GLDF | Revue : Points de Vue Initiatiques | 1T/1974 |
Avant-Dernière Volontés Question : Mon cher Frère et
Ami, vous venez de publier, aux Editions Vitiano, à Paris, un ouvrage intitulé
« Avant-dernières Volontés ». Vous l'avez dédié à vos «
Compagnons de route ». Dès votre introduction, vous dites que ce n'est pas un
testament que vous vous êtes proposé d'écrire. Pouvez-vous nous dire, d'abord,
ce que vous avez voulu faire ? Réponse : Volontiers. En ce
début de mon troisième âge, je me suis trouvé devant la tentation de faire état
de ce que la vie a pu m'enseigner — comme si les leçons que j'avais apprises
étaient valables aussi pour beaucoup d'autres gens. Or, j'ai compris d'emblée
que je n'avais le droit de donner de leçons à personne — que je pouvais, tout
au plus, inviter mes amis à procéder à une espèce de confrontation — afin
qu'ils sachent, eux aussi et chacun pour soi, quel bilan établir de l'actif et
du passif de leur existence. D'autre part, je ne tiens nullement à considérer
ma vie comme finie, terminée, achevée — il est ainsi trop tôt — du moins je
l'espère — pour parler de « dernières volontés de testament ». J'ai
donc choisi un moyen terme : prendre ce que j'ai acquis, me demander comment
je pourrais encore l'employer utilement, en discuter avec mes compagnons de
route. A notre profit mutuel, il va de soi.

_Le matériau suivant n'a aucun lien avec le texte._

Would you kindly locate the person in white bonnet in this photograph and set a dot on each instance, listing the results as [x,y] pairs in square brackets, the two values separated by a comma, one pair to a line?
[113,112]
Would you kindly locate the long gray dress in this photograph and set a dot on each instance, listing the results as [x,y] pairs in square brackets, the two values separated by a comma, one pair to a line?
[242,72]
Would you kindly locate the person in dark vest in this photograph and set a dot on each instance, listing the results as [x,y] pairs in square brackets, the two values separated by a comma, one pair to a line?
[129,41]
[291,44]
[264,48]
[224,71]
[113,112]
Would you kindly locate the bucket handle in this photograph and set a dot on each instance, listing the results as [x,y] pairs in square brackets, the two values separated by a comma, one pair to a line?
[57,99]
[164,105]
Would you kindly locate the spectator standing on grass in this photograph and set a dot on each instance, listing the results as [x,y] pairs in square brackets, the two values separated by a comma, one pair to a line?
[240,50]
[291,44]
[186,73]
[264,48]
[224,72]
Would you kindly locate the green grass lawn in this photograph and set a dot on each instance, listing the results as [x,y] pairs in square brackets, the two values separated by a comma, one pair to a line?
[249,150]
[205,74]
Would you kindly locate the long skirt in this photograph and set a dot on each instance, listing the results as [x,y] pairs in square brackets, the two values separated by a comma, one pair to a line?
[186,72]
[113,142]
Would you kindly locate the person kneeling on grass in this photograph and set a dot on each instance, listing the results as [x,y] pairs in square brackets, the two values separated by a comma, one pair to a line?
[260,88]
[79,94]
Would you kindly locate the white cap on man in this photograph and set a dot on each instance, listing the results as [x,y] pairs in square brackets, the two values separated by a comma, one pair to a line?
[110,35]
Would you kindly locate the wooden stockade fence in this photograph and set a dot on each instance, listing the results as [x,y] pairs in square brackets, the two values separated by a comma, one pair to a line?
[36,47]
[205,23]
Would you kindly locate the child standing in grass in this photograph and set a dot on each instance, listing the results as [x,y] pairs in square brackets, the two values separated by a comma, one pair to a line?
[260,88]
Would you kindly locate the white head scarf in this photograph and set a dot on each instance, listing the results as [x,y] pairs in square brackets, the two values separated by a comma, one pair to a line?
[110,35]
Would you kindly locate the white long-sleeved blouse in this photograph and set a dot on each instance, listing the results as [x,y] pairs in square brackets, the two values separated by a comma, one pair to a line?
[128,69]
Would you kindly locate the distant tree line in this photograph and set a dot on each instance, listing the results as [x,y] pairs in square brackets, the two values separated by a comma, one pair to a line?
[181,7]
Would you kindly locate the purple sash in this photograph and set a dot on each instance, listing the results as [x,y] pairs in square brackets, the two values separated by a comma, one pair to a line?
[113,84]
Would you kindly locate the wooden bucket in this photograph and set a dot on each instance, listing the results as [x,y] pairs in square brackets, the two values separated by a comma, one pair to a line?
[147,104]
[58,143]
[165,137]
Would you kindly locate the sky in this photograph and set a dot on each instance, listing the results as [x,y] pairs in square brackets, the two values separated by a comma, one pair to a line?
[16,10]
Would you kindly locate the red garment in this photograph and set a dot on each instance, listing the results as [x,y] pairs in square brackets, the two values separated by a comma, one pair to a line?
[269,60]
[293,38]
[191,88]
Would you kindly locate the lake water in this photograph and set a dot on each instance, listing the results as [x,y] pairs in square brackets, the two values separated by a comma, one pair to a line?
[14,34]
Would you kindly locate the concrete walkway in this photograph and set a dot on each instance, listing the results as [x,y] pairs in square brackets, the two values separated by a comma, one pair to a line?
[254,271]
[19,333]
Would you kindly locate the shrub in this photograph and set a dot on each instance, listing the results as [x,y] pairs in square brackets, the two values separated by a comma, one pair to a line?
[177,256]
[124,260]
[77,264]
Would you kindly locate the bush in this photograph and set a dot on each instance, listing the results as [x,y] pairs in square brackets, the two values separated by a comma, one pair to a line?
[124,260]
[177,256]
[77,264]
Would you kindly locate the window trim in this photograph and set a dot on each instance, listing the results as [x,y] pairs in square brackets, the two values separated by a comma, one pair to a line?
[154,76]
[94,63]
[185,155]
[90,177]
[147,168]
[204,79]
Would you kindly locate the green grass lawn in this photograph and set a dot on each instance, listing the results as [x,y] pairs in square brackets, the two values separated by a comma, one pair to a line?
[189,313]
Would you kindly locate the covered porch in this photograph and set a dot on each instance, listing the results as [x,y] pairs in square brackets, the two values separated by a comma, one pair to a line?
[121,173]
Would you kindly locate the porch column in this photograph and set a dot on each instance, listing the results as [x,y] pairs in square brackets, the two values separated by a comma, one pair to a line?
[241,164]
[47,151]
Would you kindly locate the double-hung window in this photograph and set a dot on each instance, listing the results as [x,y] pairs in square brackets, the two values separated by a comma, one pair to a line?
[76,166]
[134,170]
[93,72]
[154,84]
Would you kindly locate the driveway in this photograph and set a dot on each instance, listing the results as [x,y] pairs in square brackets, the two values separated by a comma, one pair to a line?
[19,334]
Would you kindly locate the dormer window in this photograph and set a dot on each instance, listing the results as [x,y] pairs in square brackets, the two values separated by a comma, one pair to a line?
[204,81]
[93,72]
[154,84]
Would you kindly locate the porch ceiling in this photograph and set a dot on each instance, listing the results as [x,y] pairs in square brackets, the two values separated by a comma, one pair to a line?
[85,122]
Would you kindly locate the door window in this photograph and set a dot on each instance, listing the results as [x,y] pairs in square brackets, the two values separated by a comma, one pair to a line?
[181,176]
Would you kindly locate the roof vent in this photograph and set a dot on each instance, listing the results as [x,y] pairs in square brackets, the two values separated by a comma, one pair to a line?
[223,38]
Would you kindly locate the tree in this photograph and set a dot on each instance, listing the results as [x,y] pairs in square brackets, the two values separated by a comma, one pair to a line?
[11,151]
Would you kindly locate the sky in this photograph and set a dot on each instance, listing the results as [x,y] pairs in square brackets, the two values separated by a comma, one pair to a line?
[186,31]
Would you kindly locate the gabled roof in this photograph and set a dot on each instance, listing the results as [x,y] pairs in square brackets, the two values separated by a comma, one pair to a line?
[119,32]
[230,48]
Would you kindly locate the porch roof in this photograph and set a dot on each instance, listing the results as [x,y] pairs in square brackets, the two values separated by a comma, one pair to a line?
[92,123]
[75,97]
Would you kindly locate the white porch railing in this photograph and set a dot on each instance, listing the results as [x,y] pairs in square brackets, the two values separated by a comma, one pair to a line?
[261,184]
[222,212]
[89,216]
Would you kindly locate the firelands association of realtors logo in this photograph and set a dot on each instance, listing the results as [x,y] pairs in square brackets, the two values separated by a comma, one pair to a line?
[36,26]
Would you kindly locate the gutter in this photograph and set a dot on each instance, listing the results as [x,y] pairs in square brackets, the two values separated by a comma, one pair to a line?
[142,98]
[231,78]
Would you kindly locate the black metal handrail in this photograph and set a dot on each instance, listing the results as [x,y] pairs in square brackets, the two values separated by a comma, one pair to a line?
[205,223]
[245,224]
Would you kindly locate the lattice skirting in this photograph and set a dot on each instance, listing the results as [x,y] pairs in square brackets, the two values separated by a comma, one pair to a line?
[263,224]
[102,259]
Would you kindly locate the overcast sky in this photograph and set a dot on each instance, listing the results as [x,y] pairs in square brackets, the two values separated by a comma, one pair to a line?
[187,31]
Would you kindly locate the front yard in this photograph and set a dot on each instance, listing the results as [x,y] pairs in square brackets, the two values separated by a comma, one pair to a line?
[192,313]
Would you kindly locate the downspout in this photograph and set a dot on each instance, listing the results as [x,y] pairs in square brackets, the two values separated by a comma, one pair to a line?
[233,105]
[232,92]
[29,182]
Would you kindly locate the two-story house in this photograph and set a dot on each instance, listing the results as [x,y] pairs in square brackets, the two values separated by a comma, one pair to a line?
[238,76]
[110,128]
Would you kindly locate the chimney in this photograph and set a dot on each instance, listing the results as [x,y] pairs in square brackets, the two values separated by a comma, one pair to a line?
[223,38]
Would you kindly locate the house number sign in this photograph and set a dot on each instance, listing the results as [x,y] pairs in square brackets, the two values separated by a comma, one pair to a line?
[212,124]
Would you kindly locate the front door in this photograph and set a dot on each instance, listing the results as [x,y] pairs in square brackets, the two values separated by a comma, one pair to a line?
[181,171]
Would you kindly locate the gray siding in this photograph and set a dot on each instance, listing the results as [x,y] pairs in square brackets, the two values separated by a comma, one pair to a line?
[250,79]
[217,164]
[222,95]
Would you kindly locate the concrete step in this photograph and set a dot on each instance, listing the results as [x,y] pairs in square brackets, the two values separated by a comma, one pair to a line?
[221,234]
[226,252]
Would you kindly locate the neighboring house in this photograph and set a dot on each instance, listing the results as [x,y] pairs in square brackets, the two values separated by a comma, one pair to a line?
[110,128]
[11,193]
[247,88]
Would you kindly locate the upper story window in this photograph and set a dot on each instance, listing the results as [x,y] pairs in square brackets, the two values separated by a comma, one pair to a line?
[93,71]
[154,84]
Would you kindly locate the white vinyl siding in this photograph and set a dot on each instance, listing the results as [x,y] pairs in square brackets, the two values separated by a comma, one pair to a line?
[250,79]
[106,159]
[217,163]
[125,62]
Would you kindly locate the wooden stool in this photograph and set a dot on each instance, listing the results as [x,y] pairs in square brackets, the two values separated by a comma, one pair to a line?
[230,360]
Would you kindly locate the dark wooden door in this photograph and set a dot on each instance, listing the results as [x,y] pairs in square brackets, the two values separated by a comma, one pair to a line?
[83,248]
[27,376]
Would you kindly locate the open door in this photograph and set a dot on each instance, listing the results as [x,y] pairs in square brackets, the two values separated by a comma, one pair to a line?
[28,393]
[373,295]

Question : Cela explique que
vous vous penchiez sur de nombreux problèmes de fond. Le matériel y a sa place,
le spirituel aussi. Comment concevez-vous le spirituel ? Réponse : Ne soyez point
choqué : je ne crois pas à ce qu'on appelle l'âme. NI à l'esprit. Mais je
constate qu'en tant qu'être humain, j'ai conscience de moi, de ce que je suis,
je pense, je veux. C'en est assez pour me distinguer des autres ordres de la
nature. Appelez cela le spirituel peu importe le vocable. Quand je n'aurai plus
cette conscience, quand je serai mort, ma vocation humaine aura pris fin. Je ne
puis concevoir qu'elle se continue comme si j'étais un demi- solde. Je préfère
me savoir dissous dans l'univers. Même le souvenir que mes amis auront gardé de
moi disparaîtra inexorablement. Question : Donc, vous ne
croyez pas en Dieu, au sens habituel du terme. N'est-ce pas inquiétant pour
vous ? Ne ressentez-vous aucune angoisse métaphysique ? Réponse : Jamais, je n'ai pu
me résoudre à proclamer : « Dieu n'existe pas » ni « Il ne
saurait y avoir de Dieu ! » Non par suite de quelque superstition
atavique, mais parce que je conçois bel et bien que notre monde est nourri de
quelque chose de divin, de quelque chose qui dépasse, du moins aujourd'hui,
notre entendement, de quelque chose qui fait que le monde est ce qu'il est. Peu
importe le nom que nous donnons, vous et moi, à ce dépassement : vous avez le
droit de l'appeler Dieu, et je revendique le privilège de l'appeler le divin,
sans majuscule, et de le respecter profondément. Question : C'est en quoi, je
suppose, vous voyez aussi la différence entre l'homme et l'animal ? Réponse : Effectivement.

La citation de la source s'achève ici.